Unless the snake was poisonous, of course. Hevedke, or rather Issac, had learned the law. Nodding his head, he put his feel together and began to pray beside Tevye. When they had finished, and the shaliach tzibor inside the yeshiva began to repeat the prayer aloud for the congregation, the kindhearted student once again invited Tevye to Join them inside.
Waving a hand, Tevye shook his head no. He didn’t want to speak and betray his thick Russian accent. A piece of his turban unraveled, and he nervously stuck it back into place.
“I can take you to a Sephardi synagogue if you prefer,” Hevedke offered, thinking that was the reason why the oriental Jew didn’t want to enter the Ashkenazic yeshiva.

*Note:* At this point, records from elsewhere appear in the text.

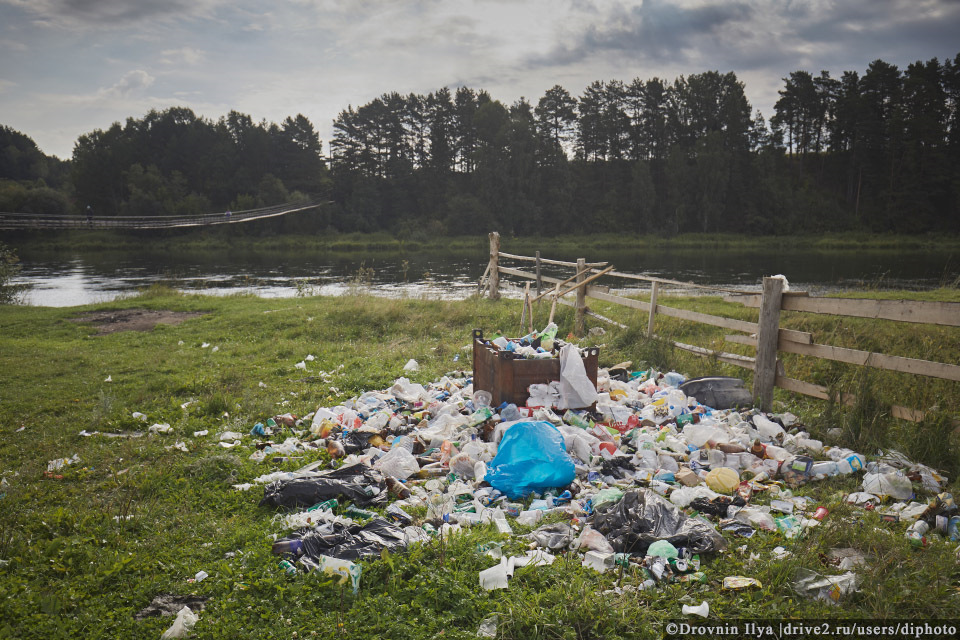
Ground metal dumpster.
[473,329,600,408]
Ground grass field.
[0,289,960,639]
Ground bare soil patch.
[71,309,205,336]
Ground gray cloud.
[527,0,750,67]
[100,69,156,97]
[0,0,222,28]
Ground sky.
[0,0,960,158]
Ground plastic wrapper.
[300,556,363,593]
[863,473,913,500]
[558,344,597,409]
[529,522,574,551]
[373,447,420,480]
[274,518,406,563]
[791,569,860,604]
[160,607,200,640]
[485,422,576,500]
[573,526,613,553]
[593,489,726,553]
[260,464,387,509]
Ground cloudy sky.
[0,0,960,158]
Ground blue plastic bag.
[484,422,576,500]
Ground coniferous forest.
[0,54,960,236]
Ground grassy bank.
[0,290,960,638]
[7,226,960,260]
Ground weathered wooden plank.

Lowering his head, Tevye waved no again. As he was mounting his horse, a hand grabbed his garment.
“Can’t you speak?” Hevedke inquired.
Tevye shook his head no. He made a slicing motion with his thumb just under his beard.
“Oh, no. You’re throat has been cut?” his son-in-law asked in alarm.
Tevye answered with a nod.
“By the Arabs?”
Tevye shook his head no.
“By the Turks?”
“Devils. May they be chased from our Land. Wait here,” the saintly youth said. “I’ll bring you a glass of water.”
When Hevedke ran off, Tevye mounted his horse. But just then, as he was planning to bolt, a Bedouin shepherd led a flock of bleating sheep into the alleyway. Tevye tugged on the reins of his horse to turn it around, but the sheep swarmed all around them, pinning the horse where it stood. Nervously, the creature reared up on its hind legs with a neigh. Taken by surprise, Tevye tumbled backwards out of the saddle. Sheep bleated and scattered as the horse’s rider crashed down on their backs. Luckily for Tevye, his fall was absorbed by the animals. But before the alley had cleared, a stampede of hooves battered his bones. Their scratches drew blood from his face. As Hevedke ran back to the alley, Tevye quickly adjusted his fallen and disheveled turban.
“Are you all right?” his son-in-law asked.
Holding the cloth head-covering in place, Tevye nodded.
“You’re bleeding. Let me help you. You can come to my place and rest. I have a room down the street.”
Hevedke put his arm under Tevye’s and helped him up to his feet. A sharp pain in the back made Tevye groan. He could hardly stand straight. His old milkman’s spine had been knocked out of place.
“Can you walk?” Hevedke asked.
Tevye took a careful step forward and froze. The nerves in his back screamed out in protest. His boot remained implanted in the sheep dung in the alley.
“Don’t worry,” his son-in-law said. “I’ll carry you. It isn’t far to my room.”
“Put me down,” Tevye wanted to yell, but he couldn’t without revealing his sham. Hevedke bent down and, with a grunt, lifted his crippled father-in-law on his back. Calling inside the yeshiva, he yelled for someone to tie up the horse in the alley.
What could Tevye do? He was paralyzed. He had to continue the luckless charade. The minute Hevedke left him alone, he would flee from the city.
“This is what I get for having suspected a fellow Jew of committing adultery,” he thought. Didn’t the Torah command a Jew to judge others in a favorable light? More than that. A Jew was to be especially kind to a convert. As it says, “For you were strangers in the land of Egypt.” And this was no ordinary convert. Hevedke was truly a tzaddik, as moral and straight as a plowshare’s furrow. Tevye was no skinny chicken, yet Hevcdke carried him on his back all of the way down the street and up a flight of stairs to his room in an old boarding house.